4) Net Operating Losses: Under current law, businesses are allowed to carryover net operating losses into future tax years in order to offset future tax liability. The carry forward amount for NOL’s generated after July 1, 2005 is $1 million each year. The DRA Memo mentions that the original carry forward amount was limited to $250,000 annually back in 1988, and was NOL’s could only be carried over for five years. The DRA Memo does not estimate how much additional revenue would be generated by reverting to the lower limits.

5) Online Booking of Room Rentals: According to the DRA Memo, online travel companies charge customers for hotel occupancy taxes when they book their rooms, but pay only a portion of those taxes to local and state governments. Clougherty argues that the issue in current under litigation, but recommended that New Hampshire create a new category of “wholesaler” to apply to online travel companies. However, administering this tax, and collecting it from out-of-state businesses with no link to New Hampshire could be difficult. Clougherty explains that his office is working with the Federation of Tax Administrators to draft federal legislation to enable states to collect taxes charged by online travel companies.
Federally, a number of tax increases kicked in at the stroke of midnight due to inaction by Democrats in Washington (via the Heritage Foundation):
The House has passed legislation (H.R. 4213) that would have extended 63 current tax provisions, but the Senate failed to bring this bill to a vote. Thus, all of these provisions expired at midnight last night.
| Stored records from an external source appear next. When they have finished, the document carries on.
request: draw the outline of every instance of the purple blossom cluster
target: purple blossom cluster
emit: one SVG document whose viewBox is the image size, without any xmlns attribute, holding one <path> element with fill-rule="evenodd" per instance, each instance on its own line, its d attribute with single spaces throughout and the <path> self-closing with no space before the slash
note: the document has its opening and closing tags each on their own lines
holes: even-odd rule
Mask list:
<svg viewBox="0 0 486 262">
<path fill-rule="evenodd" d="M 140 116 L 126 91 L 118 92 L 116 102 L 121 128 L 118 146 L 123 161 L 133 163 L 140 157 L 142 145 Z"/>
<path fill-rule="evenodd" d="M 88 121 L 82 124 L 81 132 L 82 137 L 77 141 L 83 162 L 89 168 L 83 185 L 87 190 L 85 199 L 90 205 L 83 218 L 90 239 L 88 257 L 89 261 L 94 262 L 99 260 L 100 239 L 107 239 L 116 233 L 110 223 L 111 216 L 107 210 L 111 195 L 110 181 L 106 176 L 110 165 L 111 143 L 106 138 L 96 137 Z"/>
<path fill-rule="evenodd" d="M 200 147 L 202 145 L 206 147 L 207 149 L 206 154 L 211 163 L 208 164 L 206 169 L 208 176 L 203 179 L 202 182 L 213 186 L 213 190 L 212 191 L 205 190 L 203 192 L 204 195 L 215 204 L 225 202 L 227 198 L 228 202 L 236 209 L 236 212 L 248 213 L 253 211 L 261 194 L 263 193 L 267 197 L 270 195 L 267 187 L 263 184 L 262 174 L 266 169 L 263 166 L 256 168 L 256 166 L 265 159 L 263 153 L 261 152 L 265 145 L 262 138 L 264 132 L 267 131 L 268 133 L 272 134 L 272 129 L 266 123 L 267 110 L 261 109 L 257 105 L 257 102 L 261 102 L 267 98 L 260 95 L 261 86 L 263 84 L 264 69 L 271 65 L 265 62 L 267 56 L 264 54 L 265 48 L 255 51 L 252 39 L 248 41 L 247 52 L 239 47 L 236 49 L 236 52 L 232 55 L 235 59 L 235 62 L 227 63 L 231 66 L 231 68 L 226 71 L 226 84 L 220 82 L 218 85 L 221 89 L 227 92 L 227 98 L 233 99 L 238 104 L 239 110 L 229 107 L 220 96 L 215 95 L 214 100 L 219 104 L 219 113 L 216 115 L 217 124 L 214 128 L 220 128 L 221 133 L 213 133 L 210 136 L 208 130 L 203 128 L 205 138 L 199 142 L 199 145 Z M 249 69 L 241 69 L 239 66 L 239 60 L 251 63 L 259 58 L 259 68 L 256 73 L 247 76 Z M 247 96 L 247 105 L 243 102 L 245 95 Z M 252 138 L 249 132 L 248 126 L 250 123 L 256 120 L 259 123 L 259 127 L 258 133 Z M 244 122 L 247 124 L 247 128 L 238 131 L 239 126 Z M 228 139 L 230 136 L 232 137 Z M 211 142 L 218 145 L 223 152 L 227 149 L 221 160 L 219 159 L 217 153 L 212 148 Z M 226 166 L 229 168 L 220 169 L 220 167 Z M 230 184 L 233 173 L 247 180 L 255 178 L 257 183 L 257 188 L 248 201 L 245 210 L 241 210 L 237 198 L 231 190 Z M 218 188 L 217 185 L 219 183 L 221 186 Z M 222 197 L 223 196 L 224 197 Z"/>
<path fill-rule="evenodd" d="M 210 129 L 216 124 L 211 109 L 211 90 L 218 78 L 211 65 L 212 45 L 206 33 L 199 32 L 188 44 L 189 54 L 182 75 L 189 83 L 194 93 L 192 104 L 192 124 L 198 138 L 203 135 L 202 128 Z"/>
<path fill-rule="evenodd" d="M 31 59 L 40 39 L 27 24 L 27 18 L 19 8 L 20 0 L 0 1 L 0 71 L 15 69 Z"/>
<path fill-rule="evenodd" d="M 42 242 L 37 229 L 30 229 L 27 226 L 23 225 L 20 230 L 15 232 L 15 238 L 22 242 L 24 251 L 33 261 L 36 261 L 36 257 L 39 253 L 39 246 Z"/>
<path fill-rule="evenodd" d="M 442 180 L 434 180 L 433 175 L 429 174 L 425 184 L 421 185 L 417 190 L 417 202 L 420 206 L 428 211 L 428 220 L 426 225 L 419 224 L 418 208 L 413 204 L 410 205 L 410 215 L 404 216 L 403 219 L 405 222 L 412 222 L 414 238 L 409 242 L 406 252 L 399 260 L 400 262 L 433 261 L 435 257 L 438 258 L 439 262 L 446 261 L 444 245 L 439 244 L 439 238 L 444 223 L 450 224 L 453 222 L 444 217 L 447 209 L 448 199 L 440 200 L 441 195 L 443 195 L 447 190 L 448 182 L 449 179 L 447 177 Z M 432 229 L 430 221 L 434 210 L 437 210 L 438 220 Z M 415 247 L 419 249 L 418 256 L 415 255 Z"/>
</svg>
Notable provisions as reported today by Tax Notes include:

Deduction of state and local general sales taxes (section 164) (Personal Tax Incentives)

Additional standard deduction, up to $500 for individuals and $1,000 for couples, for state and local property taxes (section 63) (Personal Tax Incentives)

Research tax credit and alternative simplified credit (section 41) (General Business Tax Incentives)

New markets tax credit (section 45D) (Community Assistance Provisions)

Empowerment zone incentives (sections 1391 and 1202) (Community Assistance Provisions)

Renewal community tax incentives (sections 1400E, 1400F, 1400I, and 1400J) (Community Assistance Provisions)

District of Columbia Investment Incentives (sections 1400, 1400A, 1400B, and 1400C) (Community Assistance Provisions)

Net disaster loss designation and $500 limit per casualty for personal casualty losses attributed to federally declared natural disasters (section 165) (General Disaster Relief Provisions)

Expensing for qualified disaster expenses (section 198A) (General Disaster Relief Provisions)

Biodiesel and renewable diesel incentives (section 40A) (Energy Incentives)

Alternative motor vehicle credit for heavy hybrids (section 30B) (Energy Incentives)

1 comment:

  1. What about the proposed 5% tax on LLC's?